Le congé supplémentaire de naissance va profondément modifier les habitudes des jeunes parents et des services RH en France. Cette réforme majeure vise à remplacer l’ancien congé parental par un système plus court, mais beaucoup mieux rémunéré. Comment fonctionne ce nouveau dispositif et quelles sont les règles pour en bénéficier ? Voici tout ce qui change à partir du 1er juillet 2026.
Congé supplémentaire de naissance : ce qui change à partir du 1er juillet 2026
À partir du 1er juillet 2026, le congé de naissance évolue en France pour simplifier la vie des parents. Ce nouveau dispositif remplace le congé parental actuel, souvent jugé trop long et mal indemnisé.
Les points clés de la réforme
- L’objectif : Permettre aux deux parents de s’interrompre après la naissance pour s’occuper de l’enfant, sans sacrifier leurs revenus. La rémunération sera plus attractive.
- Public concerné : Tous les salariés (mères et seconds parents), qu’ils soient en CDI, CDD ou intérim.
- Le fonctionnement : Ce congé s’ajoute aux congés maternité, paternité ou adoption déjà existants. Il se prend directement après ces derniers.
Pour les entreprises, cette réforme demande une anticipation des plannings. C’est un levier majeur de fidélisation et de marque employeur.

Quelles sont les conditions pour bénéficier de ce nouveau congé parental indemnisé ?
Le nouveau congé de naissance, qui entre en vigueur le 1er juillet 2026, supprime les barrières de l’ancien système. Les critères d’accès sont simplifiés pour protéger tous les profils de salariés.
La date clé et les situations
Le dispositif concerne tous les enfants nés ou adoptés à partir du 1er juillet 2026. Pour les naissances prématurées survenant juste avant cette date, mais dont le terme était prévu après, des mesures d’adaptation s’appliquent pour ouvrir le droit au congé.
Une grande nouveauté : zéro ancienneté
C’est le changement majeur de cette réforme : aucune condition d’ancienneté dans l’entreprise n’est requise. Un salarié fraîchement embauché dispose des mêmes droits qu’un employé présent depuis des années.
Le lien obligatoire avec les congés initiaux
Pour activer ce nouveau congé indemnisé, le salarié doit obligatoirement avoir bénéficié au préalable de son congé initial :
- Le congé maternité pour la mère.
- Le congé paternité et d’accueil de l’enfant pour le second parent.
- Le congé d’adoption en cas d’accueil d’un enfant.
Ce nouveau droit s’enchaîne directement après ces périodes pour assurer une continuité dans l’accompagnement de l’enfant.
Modalités de demande et règles de prise du congé supplémentaire
Pour bénéficier du nouveau congé de naissance à partir du 1er juillet 2026, les salariés et les employeurs doivent suivre des règles précises de calendrier et d’organisation.
Durée et flexibilité
La durée maximale est de 3 mois par parent. Un couple peut donc cumuler jusqu’à 6 mois de congé au total. La grande nouveauté réside dans sa flexibilité : ce congé est fractionnable. Les parents peuvent choisir de le prendre à temps plein ou à temps partiel pour adapter leur reprise de travail.
Les délais à respecter
Toute la période de congé doit obligatoirement être soldée dans les 9 mois suivant la naissance ou l’adoption de l’enfant.
Pour l’organisation interne, le salarié doit respecter un délai de prévenance de 2 mois avant le début de son congé. Il doit informer son employeur par lettre recommandée avec accusé de réception ou remise en main propre contre décharge. La demande doit préciser la date de début choisie et la forme du congé (total ou partiel).

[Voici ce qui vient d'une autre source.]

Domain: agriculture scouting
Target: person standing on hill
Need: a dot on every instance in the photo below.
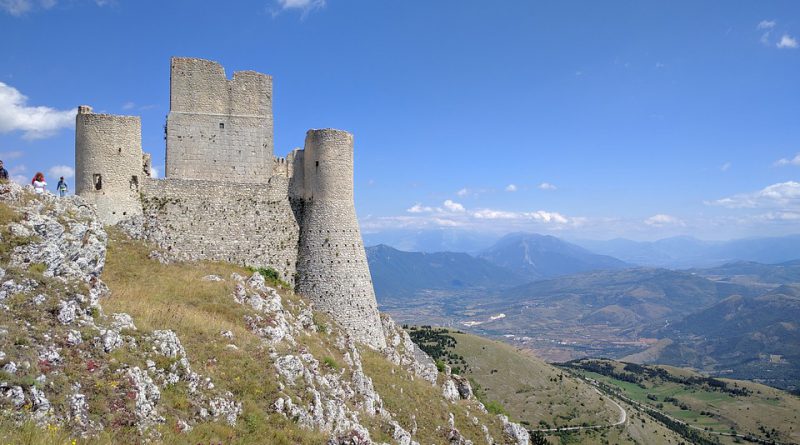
(39, 183)
(62, 187)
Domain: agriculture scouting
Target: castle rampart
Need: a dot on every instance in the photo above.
(250, 224)
(227, 198)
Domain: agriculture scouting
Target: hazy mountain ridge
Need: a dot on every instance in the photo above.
(743, 337)
(544, 256)
(397, 273)
(686, 251)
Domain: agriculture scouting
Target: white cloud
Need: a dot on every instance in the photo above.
(419, 208)
(22, 7)
(35, 122)
(784, 161)
(784, 194)
(766, 24)
(303, 5)
(446, 222)
(662, 220)
(16, 7)
(16, 174)
(453, 206)
(788, 42)
(547, 186)
(57, 171)
(13, 154)
(539, 216)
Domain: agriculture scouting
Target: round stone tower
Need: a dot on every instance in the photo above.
(109, 163)
(332, 265)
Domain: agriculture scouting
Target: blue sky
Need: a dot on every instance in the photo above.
(638, 119)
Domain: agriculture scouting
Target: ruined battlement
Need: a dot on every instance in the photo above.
(201, 87)
(218, 129)
(226, 197)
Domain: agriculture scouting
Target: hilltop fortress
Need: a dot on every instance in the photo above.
(226, 197)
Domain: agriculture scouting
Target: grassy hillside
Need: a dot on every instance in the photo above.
(537, 394)
(211, 353)
(708, 405)
(749, 338)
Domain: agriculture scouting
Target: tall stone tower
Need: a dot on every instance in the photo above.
(109, 168)
(332, 265)
(218, 129)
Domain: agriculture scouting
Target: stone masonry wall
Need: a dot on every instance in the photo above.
(250, 224)
(108, 163)
(332, 269)
(219, 129)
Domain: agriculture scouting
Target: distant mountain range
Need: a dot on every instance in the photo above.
(741, 337)
(623, 300)
(677, 252)
(543, 256)
(430, 241)
(685, 252)
(402, 274)
(737, 319)
(514, 260)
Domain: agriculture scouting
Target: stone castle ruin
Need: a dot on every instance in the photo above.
(226, 197)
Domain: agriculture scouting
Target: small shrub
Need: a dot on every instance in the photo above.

L’employeur ne peut pas refuser ce congé si les critères sont remplis. Il doit cependant valider les modalités de fractionnement pour garantir le bon fonctionnement des équipes.
En résumé, cette réforme offre une vraie flexibilité aux familles grâce au fractionnement et à l’absence de condition d’ancienneté. Pour les entreprises, elle impose d’adapter rapidement la gestion des plannings et de la paie. Une bonne anticipation est la clé pour transformer cette obligation légale en un solide atout managérial.